When I first started reading about NVMe over Fabrics, one of the things that caught my eye was the need for a Discovery Service. After a little bit of digging, I realized that most of what NVME over Fabrics needed for discovery could be provided by the FC Name Server and that this fact actually gave the FC transport a slight competitive advantage over the RDMA based transports. BTW, this is really just another way of saying FC uses a network centric discovery approach and RoCE/iWARP/TCP use an end node centric approach.
The diagram above illustrates the gap in functionality. Just as with SCSI and FCP, there are actually two different kinds of discovery that need to be performed, each operating at different layers in the stack.
The first kind of discovery is Transport specific. This discovery process allows two or more ports to discover each other over a network. With FC, the endpoints (i.e., VN_Ports) discover each other automatically via the use of the FC Name Server. With IP, there is no centralized in-band way to do this short of relying on iSNS (which they shouldn’t). To get around this limitation, end users will basically need to do what they do today with iSCSI; individually configure each host to point at the correct targets.
The second kind of discovery is done at the NVMe layer and is fairly well-defined by the NVMe standard. This isn’t to say the NVME discovery mechanism is perfect, but it is common across FC, RDMA and TCP transports, and as a result it doesn’t make sense to use it to compare the benefits of different transports.

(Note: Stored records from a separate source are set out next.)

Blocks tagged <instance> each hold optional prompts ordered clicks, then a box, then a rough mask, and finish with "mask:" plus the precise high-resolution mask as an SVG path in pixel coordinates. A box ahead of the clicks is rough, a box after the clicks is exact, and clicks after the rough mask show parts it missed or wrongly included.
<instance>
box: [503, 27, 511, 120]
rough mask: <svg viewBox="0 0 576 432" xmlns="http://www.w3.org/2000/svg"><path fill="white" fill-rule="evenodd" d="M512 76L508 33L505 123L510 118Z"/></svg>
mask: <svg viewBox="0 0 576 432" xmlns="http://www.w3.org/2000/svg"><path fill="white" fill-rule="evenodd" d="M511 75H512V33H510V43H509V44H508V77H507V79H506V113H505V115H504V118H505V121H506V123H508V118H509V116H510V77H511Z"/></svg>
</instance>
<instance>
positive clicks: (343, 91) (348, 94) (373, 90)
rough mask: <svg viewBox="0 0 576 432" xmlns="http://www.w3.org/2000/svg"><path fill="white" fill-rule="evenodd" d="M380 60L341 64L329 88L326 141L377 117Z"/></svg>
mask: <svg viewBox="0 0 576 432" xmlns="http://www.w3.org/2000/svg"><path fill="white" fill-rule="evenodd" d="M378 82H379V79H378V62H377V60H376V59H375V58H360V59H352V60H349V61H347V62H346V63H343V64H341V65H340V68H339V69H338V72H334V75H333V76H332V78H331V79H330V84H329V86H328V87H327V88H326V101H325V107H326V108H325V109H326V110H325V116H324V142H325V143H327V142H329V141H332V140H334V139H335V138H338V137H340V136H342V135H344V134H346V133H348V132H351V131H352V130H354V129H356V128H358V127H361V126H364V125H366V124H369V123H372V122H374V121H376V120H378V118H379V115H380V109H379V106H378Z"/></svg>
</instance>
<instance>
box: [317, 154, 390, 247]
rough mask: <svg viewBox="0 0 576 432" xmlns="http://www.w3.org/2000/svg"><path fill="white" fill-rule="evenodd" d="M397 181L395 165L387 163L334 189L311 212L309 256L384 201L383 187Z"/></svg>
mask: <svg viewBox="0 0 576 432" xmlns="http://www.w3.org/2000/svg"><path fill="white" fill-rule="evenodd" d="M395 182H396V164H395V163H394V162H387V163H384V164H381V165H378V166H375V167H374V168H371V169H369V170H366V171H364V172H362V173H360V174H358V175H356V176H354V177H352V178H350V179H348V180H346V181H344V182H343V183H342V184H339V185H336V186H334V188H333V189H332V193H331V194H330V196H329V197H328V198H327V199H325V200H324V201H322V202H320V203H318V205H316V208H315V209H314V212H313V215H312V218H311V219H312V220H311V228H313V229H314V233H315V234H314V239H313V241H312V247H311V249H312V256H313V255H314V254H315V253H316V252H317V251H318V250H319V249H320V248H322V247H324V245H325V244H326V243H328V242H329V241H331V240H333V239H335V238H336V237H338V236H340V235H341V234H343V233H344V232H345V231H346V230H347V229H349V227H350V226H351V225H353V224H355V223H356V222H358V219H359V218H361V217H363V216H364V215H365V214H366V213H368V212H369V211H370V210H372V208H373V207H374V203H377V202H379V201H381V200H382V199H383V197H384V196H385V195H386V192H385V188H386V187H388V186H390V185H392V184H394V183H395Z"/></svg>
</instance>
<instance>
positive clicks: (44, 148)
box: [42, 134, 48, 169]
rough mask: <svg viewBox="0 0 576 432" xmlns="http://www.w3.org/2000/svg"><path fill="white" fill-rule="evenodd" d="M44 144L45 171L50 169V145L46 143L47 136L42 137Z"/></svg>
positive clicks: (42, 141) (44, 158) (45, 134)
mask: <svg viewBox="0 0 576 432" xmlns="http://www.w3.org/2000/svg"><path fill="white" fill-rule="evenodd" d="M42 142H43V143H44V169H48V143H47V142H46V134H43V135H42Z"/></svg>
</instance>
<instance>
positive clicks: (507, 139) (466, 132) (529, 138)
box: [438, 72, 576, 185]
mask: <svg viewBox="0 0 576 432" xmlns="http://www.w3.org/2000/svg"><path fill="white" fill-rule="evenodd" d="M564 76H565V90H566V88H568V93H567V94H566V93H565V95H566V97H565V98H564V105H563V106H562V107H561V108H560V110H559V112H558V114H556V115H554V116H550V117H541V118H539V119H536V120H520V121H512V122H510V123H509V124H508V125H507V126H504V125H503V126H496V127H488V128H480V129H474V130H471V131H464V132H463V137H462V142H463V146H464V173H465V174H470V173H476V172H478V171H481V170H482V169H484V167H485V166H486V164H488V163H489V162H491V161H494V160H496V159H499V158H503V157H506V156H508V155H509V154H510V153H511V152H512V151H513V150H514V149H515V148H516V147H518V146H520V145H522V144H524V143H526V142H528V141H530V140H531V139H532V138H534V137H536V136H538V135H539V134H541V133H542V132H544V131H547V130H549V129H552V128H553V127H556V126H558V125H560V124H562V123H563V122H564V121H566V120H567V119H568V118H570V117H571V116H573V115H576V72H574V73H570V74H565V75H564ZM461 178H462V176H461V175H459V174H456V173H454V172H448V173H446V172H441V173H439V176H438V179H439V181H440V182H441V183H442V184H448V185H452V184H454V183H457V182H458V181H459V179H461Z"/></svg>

In terms of configuration complexity, a FC fabric can basically self-form and it supports lossless behavior out of the box. The only additional configuration that is typically done is to zone the host and storage ports together, but this doesn’t necessarily need to be done manually (see Introducing Target Driven Zoning).
So you may be wondering, outside of easier discovery and less configuration why does using FC as a transport for NVMe make sense?
To be completely honest, I didn’t think FC was a good fit! (initially) This is because in the early days all of the practical use cases for it seemed to be focused on platform 3 rather than more traditional enterprise applications. This causes a problem for FC because platform 3 is generally hostile to FC and storage arrays in general, consequently I didn’t see a real use case for FC, until recently.
This year at Dell EMC World, we included an NVMe section in our SAN presentation. The key points about NVMe from that presentation can be found on slides 135-137. To summarize, NVMe SSDs are first being used in compute and they already provide efficiencies over what can be done with SATA based SSDs today. These same efficiencies can be realized on the back end of a storage array and Jeff Boudreau has already indicated he has plans to introduce a standards based NVMe solution soon. The next logical evolutionary step (shown on slide 137) would be to allow hosts to access the NVMe drives in an array via NVMe over Fabrics.
The reason this fabric should be Fibre Channel for our Enterprise customers is because the vast majority of them (85-90%) currently use FC to access their All Flash Arrays and they do so for good reasons. So it only makes sense for them to continue to use the same Transport to access the next generation of ultra-low latency NVMe based SSDs.
However, as I mentioned previously, in order for customers to use NVMe over FC, we need GA quality NVMe over FC drivers. And then we have to put these drivers through an extensive qualification process (because data integrity). I’m thinking that the soonest this might actually happen would be mid 2018.
**BTW, in case you were wondering, ALL FC switches that you can purchase today support NVMe over Fabrics.
Wrapping up
So what transport should you use? As always, I’ll leave that decision up to you. But I will say the problem that keeps me up at night is how to address Congestion Spreading; and whether you choose RoCE or FC, you’ll eventually need to deal with this problem. Since the FC community has been dealing with Congestion Spreading for years, have hardware support to help detect it and as shown below are continuing to innovate in this area, I would personally choose FC when it’s ready.
BTW, “Future Fibre Channel Enhancements (TBD)” is being actively discussed and I hope to be able to share more details about it here at some point in the future.
Thanks for reading!